España La última noche que Jésica pasó con Ábalos tuvo lugar en la residencia oficial conocida bajo el código «España»: ahora ambos están convocados nuevamente en el TS
Jésica Rodríguez, antigua pareja de José Luis Ábalos, declarará como testigo fundamental en el Tribunal Supremo en el juicio relacionado con el caso Mascarillas.
La investigación pone de manifiesto que Jésica habitó en un apartamento de lujo financiado por allegados del empresario Víctor de Aldama, presentándose esto como una contraprestación vinculada a contratos públicos.
Jésica fue empleada en empresas públicas adscritas al Ministerio de Transportes sin cumplir funciones reales, circunstancia que la Fiscalía interpreta como un favor otorgado por Ábalos.
La Fiscalía reclama 24 años de cárcel para Ábalos por cargos de organización criminal, cohecho, tráfico de influencias, malversación y uso de información privilegiada.
El 10 de julio de 2021 José Luis Ábalos fue destituido por Pedro Sánchez como ministro de Transportes. Aquella noche, el hasta entonces hombre cercano al presidente del Gobierno, estuvo junto a Jésica Rodríguez en su vivienda oficial en el barrio madrileño de El Viso.
Así se desprende de los mensajes localizados en los dispositivos de Koldo García, a los que EL ESPAÑOL tuvo acceso en exclusiva. «Vendrá ‘España’, está en un buen momento», escribió el exministro a su asesor.
Ahora, casi cinco años después de esa última velada con Jésica, su examante testificará en su contra el próximo martes en el Tribunal Supremo.
Ábalos no volvió a encontrarse con Jésica desde la noche en la que fue cesado como ministro.
La comunicación por mensajes entre Ábalos y Koldo ese 10 de julio de 2021 muestra los detalles de la última reunión con «España», el apelativo utilizado en la trama para referirse a la joven.
Este apodo de Jésica hacía referencia al apartamento de alto standing en la Plaza de España de Madrid donde residía, cuyo coste asumía el círculo cercano al empresario Víctor de Aldama.
La conversación arranca con un aviso de Ábalos a Koldo: «Vendrá ‘España'» y pide que se informe a la guardia, en alusión a sus escoltas.
La reacción de Koldo García es inmediata. Como asesor de confianza, intenta disuadirlo. «Jose, es un error», le advierte.

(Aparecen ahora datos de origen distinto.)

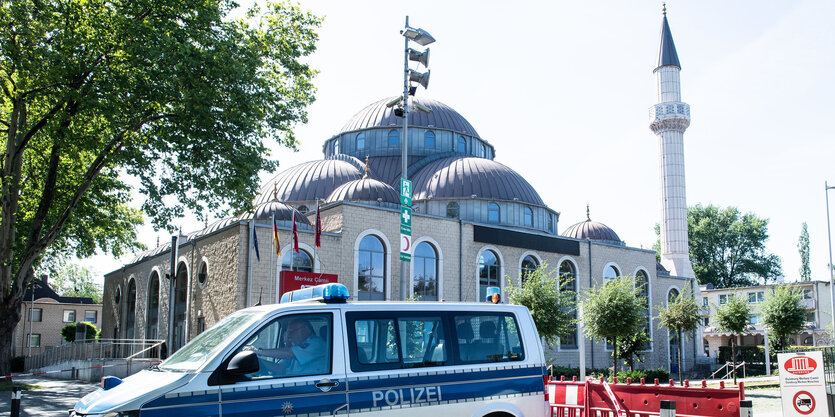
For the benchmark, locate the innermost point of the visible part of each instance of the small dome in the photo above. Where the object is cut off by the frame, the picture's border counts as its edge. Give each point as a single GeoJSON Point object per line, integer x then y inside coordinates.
{"type": "Point", "coordinates": [308, 181]}
{"type": "Point", "coordinates": [463, 177]}
{"type": "Point", "coordinates": [441, 117]}
{"type": "Point", "coordinates": [282, 212]}
{"type": "Point", "coordinates": [365, 189]}
{"type": "Point", "coordinates": [590, 230]}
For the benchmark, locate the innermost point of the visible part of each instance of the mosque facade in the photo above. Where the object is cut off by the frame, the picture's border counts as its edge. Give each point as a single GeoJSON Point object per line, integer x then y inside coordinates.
{"type": "Point", "coordinates": [476, 223]}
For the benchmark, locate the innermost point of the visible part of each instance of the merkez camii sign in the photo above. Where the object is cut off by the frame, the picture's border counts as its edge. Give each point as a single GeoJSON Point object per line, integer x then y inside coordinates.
{"type": "Point", "coordinates": [802, 384]}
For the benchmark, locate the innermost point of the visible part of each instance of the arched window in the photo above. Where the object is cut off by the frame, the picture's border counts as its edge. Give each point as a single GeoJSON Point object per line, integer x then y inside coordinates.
{"type": "Point", "coordinates": [462, 145]}
{"type": "Point", "coordinates": [130, 317]}
{"type": "Point", "coordinates": [360, 141]}
{"type": "Point", "coordinates": [371, 270]}
{"type": "Point", "coordinates": [429, 139]}
{"type": "Point", "coordinates": [489, 269]}
{"type": "Point", "coordinates": [528, 216]}
{"type": "Point", "coordinates": [203, 275]}
{"type": "Point", "coordinates": [568, 282]}
{"type": "Point", "coordinates": [394, 138]}
{"type": "Point", "coordinates": [493, 213]}
{"type": "Point", "coordinates": [302, 261]}
{"type": "Point", "coordinates": [529, 264]}
{"type": "Point", "coordinates": [152, 322]}
{"type": "Point", "coordinates": [453, 211]}
{"type": "Point", "coordinates": [425, 279]}
{"type": "Point", "coordinates": [642, 284]}
{"type": "Point", "coordinates": [610, 273]}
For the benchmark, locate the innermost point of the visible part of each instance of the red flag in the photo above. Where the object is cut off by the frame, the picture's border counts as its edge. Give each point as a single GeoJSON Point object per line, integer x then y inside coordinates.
{"type": "Point", "coordinates": [295, 235]}
{"type": "Point", "coordinates": [318, 227]}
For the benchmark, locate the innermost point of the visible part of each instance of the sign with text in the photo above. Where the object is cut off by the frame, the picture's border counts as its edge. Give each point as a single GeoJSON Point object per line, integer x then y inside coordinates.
{"type": "Point", "coordinates": [802, 385]}
{"type": "Point", "coordinates": [405, 192]}
{"type": "Point", "coordinates": [296, 280]}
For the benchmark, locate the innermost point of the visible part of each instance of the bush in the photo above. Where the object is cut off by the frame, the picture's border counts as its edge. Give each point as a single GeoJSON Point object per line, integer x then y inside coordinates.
{"type": "Point", "coordinates": [68, 332]}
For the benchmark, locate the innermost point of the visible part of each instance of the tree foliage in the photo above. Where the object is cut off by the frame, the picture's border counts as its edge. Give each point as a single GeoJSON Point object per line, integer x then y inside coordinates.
{"type": "Point", "coordinates": [732, 317]}
{"type": "Point", "coordinates": [613, 311]}
{"type": "Point", "coordinates": [76, 281]}
{"type": "Point", "coordinates": [98, 95]}
{"type": "Point", "coordinates": [803, 249]}
{"type": "Point", "coordinates": [552, 309]}
{"type": "Point", "coordinates": [728, 248]}
{"type": "Point", "coordinates": [782, 313]}
{"type": "Point", "coordinates": [679, 316]}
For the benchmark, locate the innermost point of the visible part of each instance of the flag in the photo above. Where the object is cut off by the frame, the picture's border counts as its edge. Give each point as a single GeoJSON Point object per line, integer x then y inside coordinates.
{"type": "Point", "coordinates": [318, 227]}
{"type": "Point", "coordinates": [275, 237]}
{"type": "Point", "coordinates": [295, 235]}
{"type": "Point", "coordinates": [255, 244]}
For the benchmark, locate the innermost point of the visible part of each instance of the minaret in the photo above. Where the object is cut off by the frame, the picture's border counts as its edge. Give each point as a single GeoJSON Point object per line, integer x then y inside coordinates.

Ábalos, no obstante, insiste. Asegura que Jésica está «de buen rollo», que han estado en diálogo durante un tiempo y que las circunstancias han cambiado. «Ya me han cesado. Solo es conversar», añade.
Koldo eleva el tono y aunque no cuestiona el cese, advierte sobre los peligros: «No le digas nada. Por dios».
El exministro trata de tranquilizarlo. «¿De qué?», responde. Koldo responde con firmeza: «De nada».
Ábalos afirma que no hablará sobre sus «planes» empresariales futuros y recalca: «Ya le he dicho que no sé qué hacer con nada [sic]».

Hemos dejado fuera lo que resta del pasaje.